GRE Special Triangles Will 30(Rock)-60-90 You
April 4, 2014
My GRE students are quite aware of my love of the show 30 Rock. I always find a way to work it into our before-class chat and even into our lessons.
That’s because 30 Rock, if you haven’t seen it, is one of the most brilliantly written shows on television. Tina Fey and her adroit team of writers weave together countless and disparate plotlines into one homogenous, hilarious conclusion. The reason I bring this up is that the very same thing happens with the quantitative content on the GRE. It’s slightly less hilarious, but it really does all come together.
Case in point: special triangles. Knowing these is a GRE lifesaver, as long as you know how to use them. The problem is, they require some prerequisite math knowledge to be used to their best advantage.
Any Kaplan student with a laminated strategy sheet can tell you that a right triangle with sides 3 and 4 in length will have a hypotenuse with the length of 5. That’s why they’re called 3-4-5 triangles. However, where my students have had trouble in the past is applying that base knowledge to save time on more advanced problems.
Say a question on the GRE asks for the perimeter of a right triangle with known side lengths of 21 and 35. You could use the Pythagorean Theorem to determine that the remaining side is 28. Then, assuming you remember to re-read the question and add all the sides together, you’d have the correct answer. You’d also have about a minute less time for the rest of the section than you would if you’d attacked the problem in a different way. To save time in the long run, sometimes you need to invest a little more time up front.
Anytime you’re working with a figure on the GRE, study it. For this problem, you see that you have a right triangle because the figure either shows that the largest angle is 90 degrees or has a box in the corner where the largest angle is. Determining you have a right triangle is your cue to start examining the side lengths to see if they fit the profile of a special triangle.
Sometimes, you’ll see a 4 and a 5, and your job is easy; the other side is 3. This special right triangle is the first you should learn – the side ratios are always 3:4:5.
Or sometimes you’ll see a side 5 and a hypotenuse 5√2 and you’ll know that the remaining side is 5 (for a 45:45:90 triangle, one of those other special triangles you’ll be sure to review).
3:4:5 Triangles in Disguise
But sometimes, what you’ll see is a special triangle in disguise. In our example, the shortest side of our right triangle was neither 3, 4 nor 5. It was 21. But 21 is a multiple of three. More specifically, it’s 3 x 7. The hypotenuse, or longest side, of the triangle was 35. 35 = 5 x 7. Now we know that we’re dealing with a 3-4-5 triangle. The remaining side has to be a multiple of 4 in the same way the other sides were multiples of 3 and 5. 4 x 7 = 28.

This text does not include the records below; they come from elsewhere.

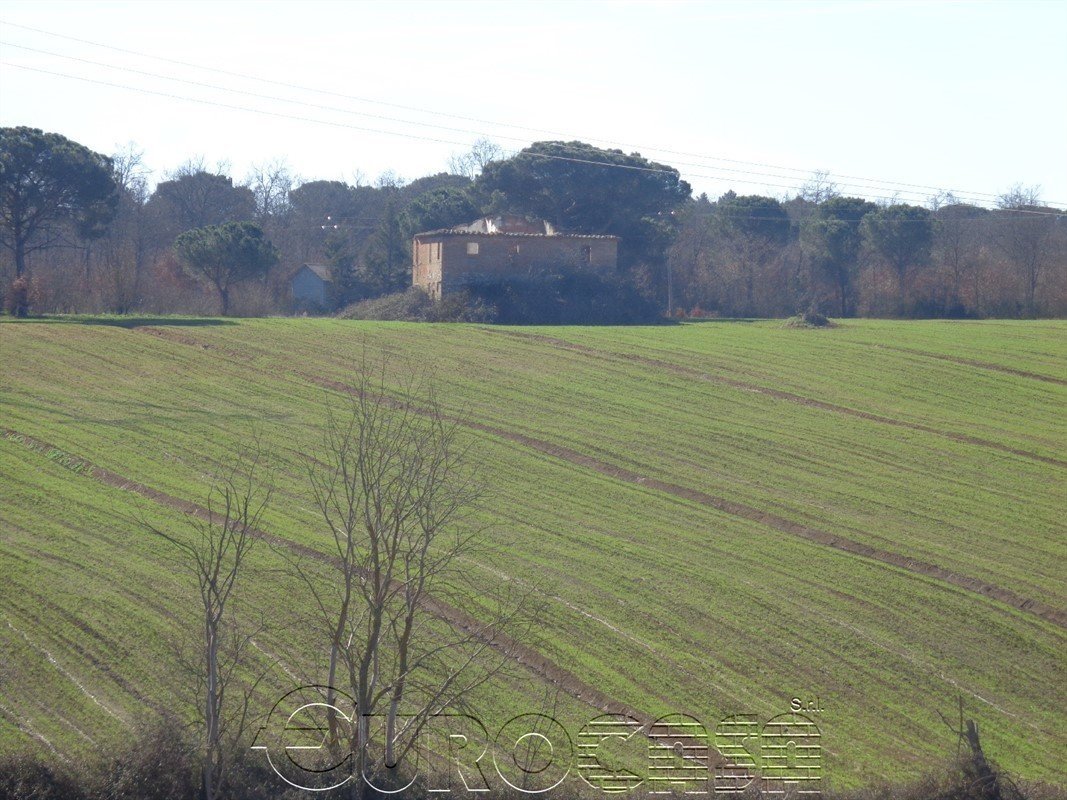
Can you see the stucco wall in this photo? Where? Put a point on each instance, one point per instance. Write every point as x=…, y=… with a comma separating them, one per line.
x=308, y=288
x=444, y=262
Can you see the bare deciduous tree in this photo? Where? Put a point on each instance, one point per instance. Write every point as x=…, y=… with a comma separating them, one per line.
x=395, y=488
x=215, y=552
x=472, y=162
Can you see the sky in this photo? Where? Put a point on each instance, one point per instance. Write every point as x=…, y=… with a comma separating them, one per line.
x=896, y=100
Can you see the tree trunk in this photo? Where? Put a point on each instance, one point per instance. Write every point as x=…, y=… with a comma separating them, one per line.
x=223, y=299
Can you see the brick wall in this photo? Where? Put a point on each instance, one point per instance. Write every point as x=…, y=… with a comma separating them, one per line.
x=444, y=262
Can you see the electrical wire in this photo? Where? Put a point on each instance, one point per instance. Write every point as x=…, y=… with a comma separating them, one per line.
x=866, y=184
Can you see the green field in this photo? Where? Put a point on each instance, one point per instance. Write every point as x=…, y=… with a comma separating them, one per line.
x=721, y=516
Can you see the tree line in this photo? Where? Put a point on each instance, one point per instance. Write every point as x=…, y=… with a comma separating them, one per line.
x=85, y=233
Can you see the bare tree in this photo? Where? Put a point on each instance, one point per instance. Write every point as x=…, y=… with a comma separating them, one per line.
x=395, y=488
x=270, y=184
x=1024, y=229
x=215, y=550
x=819, y=188
x=472, y=162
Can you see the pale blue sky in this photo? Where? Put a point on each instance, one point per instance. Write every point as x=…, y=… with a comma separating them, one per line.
x=903, y=97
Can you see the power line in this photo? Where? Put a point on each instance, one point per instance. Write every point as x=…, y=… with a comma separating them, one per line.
x=866, y=184
x=321, y=107
x=297, y=117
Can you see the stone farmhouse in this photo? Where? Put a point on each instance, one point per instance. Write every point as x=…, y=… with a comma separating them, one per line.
x=445, y=260
x=312, y=287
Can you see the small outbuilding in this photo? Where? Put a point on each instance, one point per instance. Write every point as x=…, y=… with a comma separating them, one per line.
x=312, y=287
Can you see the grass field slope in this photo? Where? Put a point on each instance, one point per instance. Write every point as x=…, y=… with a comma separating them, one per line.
x=720, y=516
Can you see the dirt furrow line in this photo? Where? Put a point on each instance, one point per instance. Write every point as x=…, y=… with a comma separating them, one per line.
x=525, y=655
x=779, y=395
x=975, y=363
x=1030, y=605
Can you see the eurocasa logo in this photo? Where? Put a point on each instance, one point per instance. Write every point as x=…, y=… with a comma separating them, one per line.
x=534, y=753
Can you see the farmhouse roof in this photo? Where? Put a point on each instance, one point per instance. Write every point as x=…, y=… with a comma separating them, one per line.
x=515, y=226
x=322, y=271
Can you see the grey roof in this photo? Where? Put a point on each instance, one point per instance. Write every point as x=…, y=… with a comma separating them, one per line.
x=468, y=234
x=499, y=226
x=321, y=270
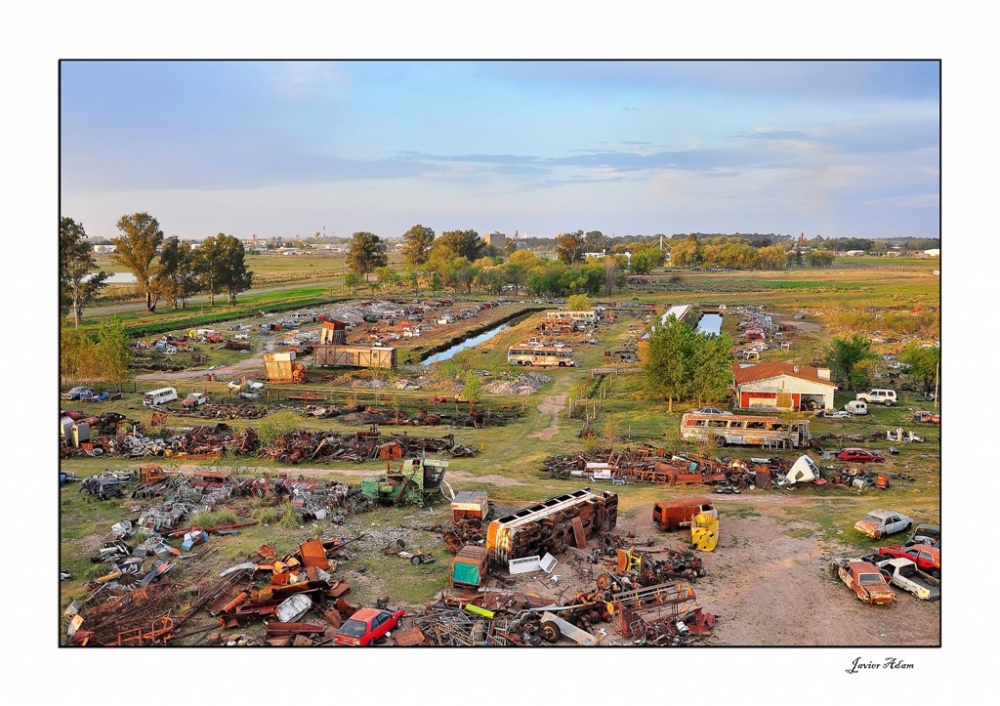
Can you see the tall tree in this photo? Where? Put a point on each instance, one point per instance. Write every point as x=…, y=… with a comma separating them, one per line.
x=925, y=364
x=114, y=352
x=136, y=249
x=417, y=242
x=78, y=283
x=207, y=266
x=236, y=277
x=570, y=247
x=844, y=358
x=366, y=254
x=669, y=361
x=458, y=243
x=175, y=276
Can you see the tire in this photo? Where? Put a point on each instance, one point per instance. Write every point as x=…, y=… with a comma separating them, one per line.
x=550, y=632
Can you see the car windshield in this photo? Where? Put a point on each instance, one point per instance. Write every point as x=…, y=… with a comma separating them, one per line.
x=352, y=628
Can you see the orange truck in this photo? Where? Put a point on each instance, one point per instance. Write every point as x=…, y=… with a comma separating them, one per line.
x=676, y=514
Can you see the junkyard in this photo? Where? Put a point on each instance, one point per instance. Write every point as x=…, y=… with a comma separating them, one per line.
x=534, y=515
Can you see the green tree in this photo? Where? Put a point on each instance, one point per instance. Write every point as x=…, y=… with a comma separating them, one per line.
x=844, y=357
x=458, y=243
x=207, y=266
x=78, y=283
x=78, y=358
x=387, y=277
x=136, y=249
x=711, y=367
x=175, y=276
x=417, y=242
x=570, y=247
x=236, y=277
x=668, y=362
x=925, y=364
x=366, y=254
x=687, y=253
x=114, y=352
x=472, y=389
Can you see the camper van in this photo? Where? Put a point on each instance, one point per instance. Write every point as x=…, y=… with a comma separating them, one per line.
x=155, y=398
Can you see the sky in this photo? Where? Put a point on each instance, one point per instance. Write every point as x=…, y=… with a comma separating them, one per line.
x=278, y=148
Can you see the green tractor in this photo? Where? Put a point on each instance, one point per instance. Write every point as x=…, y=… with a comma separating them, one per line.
x=414, y=483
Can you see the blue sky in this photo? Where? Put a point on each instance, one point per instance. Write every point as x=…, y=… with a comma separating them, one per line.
x=835, y=148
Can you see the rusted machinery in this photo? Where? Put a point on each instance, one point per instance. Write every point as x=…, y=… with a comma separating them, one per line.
x=568, y=519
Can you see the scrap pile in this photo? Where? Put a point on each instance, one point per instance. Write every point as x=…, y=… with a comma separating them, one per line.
x=650, y=464
x=280, y=591
x=523, y=384
x=323, y=447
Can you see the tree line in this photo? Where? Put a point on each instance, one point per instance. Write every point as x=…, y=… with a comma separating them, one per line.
x=164, y=268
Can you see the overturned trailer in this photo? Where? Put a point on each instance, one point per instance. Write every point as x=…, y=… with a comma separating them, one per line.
x=354, y=356
x=569, y=519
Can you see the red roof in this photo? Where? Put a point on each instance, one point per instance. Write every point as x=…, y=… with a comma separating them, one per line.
x=764, y=371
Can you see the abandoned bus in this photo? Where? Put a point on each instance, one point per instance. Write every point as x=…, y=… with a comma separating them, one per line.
x=745, y=430
x=540, y=356
x=155, y=398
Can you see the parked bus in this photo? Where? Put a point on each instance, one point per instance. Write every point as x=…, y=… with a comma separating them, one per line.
x=744, y=430
x=154, y=398
x=540, y=356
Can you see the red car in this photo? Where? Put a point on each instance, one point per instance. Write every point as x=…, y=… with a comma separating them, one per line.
x=860, y=456
x=367, y=625
x=926, y=557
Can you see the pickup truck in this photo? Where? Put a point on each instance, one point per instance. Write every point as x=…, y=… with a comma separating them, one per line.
x=865, y=579
x=195, y=399
x=905, y=574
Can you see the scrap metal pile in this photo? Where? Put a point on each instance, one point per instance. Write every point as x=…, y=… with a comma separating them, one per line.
x=280, y=591
x=634, y=599
x=651, y=464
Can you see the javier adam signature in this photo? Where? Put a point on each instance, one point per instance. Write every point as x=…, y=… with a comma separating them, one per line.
x=890, y=663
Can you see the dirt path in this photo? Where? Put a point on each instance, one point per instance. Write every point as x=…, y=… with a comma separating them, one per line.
x=552, y=404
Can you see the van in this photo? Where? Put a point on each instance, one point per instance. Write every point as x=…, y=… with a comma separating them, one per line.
x=878, y=396
x=679, y=513
x=154, y=398
x=857, y=407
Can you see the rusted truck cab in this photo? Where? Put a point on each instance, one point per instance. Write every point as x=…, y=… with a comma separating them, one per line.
x=676, y=514
x=865, y=579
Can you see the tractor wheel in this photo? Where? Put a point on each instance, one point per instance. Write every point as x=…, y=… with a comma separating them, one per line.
x=550, y=632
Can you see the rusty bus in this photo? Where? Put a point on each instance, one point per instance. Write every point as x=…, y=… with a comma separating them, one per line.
x=568, y=519
x=540, y=356
x=745, y=430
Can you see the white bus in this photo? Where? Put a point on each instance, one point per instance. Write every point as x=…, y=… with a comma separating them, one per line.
x=154, y=398
x=744, y=430
x=540, y=356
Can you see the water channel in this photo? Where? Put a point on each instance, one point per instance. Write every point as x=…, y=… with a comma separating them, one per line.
x=471, y=342
x=710, y=323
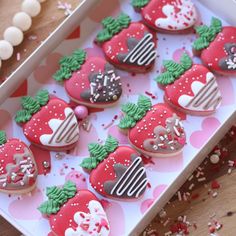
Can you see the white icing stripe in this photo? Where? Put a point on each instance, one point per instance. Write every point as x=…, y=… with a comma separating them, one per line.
x=206, y=96
x=140, y=186
x=124, y=183
x=144, y=52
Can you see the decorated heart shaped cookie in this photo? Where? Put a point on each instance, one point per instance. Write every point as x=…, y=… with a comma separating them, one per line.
x=89, y=81
x=172, y=16
x=190, y=88
x=48, y=122
x=18, y=170
x=153, y=130
x=128, y=45
x=74, y=213
x=116, y=171
x=216, y=46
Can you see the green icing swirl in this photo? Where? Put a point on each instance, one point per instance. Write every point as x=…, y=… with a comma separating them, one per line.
x=57, y=197
x=139, y=3
x=112, y=27
x=3, y=137
x=165, y=78
x=69, y=64
x=123, y=20
x=89, y=163
x=174, y=70
x=49, y=207
x=56, y=194
x=30, y=104
x=69, y=189
x=22, y=116
x=127, y=122
x=186, y=61
x=207, y=34
x=42, y=97
x=111, y=144
x=144, y=103
x=133, y=111
x=104, y=35
x=98, y=151
x=62, y=74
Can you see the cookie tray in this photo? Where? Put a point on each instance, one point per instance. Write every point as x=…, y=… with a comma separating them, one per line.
x=165, y=174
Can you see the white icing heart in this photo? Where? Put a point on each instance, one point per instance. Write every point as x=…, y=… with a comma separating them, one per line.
x=206, y=96
x=65, y=132
x=92, y=224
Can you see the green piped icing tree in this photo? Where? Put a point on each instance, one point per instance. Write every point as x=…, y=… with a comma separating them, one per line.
x=207, y=34
x=99, y=152
x=112, y=26
x=69, y=64
x=57, y=197
x=31, y=106
x=139, y=3
x=174, y=70
x=134, y=113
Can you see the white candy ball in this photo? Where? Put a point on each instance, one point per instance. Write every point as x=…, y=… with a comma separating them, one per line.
x=214, y=158
x=6, y=50
x=22, y=20
x=31, y=7
x=13, y=35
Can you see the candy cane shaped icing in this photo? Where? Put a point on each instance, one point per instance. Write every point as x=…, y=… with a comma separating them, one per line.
x=143, y=53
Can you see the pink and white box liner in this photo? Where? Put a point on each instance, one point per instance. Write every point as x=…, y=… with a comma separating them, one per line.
x=22, y=211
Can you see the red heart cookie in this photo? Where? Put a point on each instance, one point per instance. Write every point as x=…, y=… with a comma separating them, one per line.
x=73, y=212
x=190, y=88
x=216, y=46
x=48, y=122
x=18, y=170
x=153, y=130
x=128, y=45
x=116, y=171
x=172, y=16
x=89, y=81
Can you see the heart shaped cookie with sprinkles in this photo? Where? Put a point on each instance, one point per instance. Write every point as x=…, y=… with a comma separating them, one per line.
x=153, y=130
x=73, y=212
x=48, y=122
x=216, y=45
x=116, y=171
x=171, y=16
x=18, y=170
x=89, y=81
x=128, y=45
x=190, y=88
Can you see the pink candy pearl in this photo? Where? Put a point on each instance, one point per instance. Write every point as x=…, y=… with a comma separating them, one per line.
x=81, y=112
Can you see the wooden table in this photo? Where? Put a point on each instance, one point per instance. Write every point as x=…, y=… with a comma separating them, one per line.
x=197, y=211
x=49, y=18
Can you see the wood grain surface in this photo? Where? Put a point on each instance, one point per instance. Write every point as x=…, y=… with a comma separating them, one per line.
x=198, y=211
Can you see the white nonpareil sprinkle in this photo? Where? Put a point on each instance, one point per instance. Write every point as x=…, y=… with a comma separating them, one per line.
x=65, y=6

Now we can use the calculator to add it all together and get the correct answer, 84, for the perimeter of the triangle. Or we could save even more time by extending our knowledge of proportions and number properties.
We know that our 21-28-35 triangle was just a 3-4-5 triangle in a “times-seven” disguise. We also know that the distributive property tells us that ab + ac + ad = a(b+c+d). Doesn’t it follow then, that 3(7) + 4(7) + 5(7) = (7)(3+4+5)? On that clunky on-screen GRE calculator, you’ll find that 7 x 12 is much quicker than 21 + 28 + 35.
Now, you can get an idea of how all the content you’re reviewing for the GRE can coalesce to make your life easier. And, as you’re moving onto bigger and better things, you need this part of your life to be as easy as possible.
It’s like Jack Donaghy once said to Liz Lemon on 30 Rock: “Lemon, the grown-up dating world is like your haircut. Sometimes, awkward triangles occur.”
To do the truly grown-up thing, we must subvert the awkwardness of such triangles and appreciate them for what they are: masterful amalgams of math magic!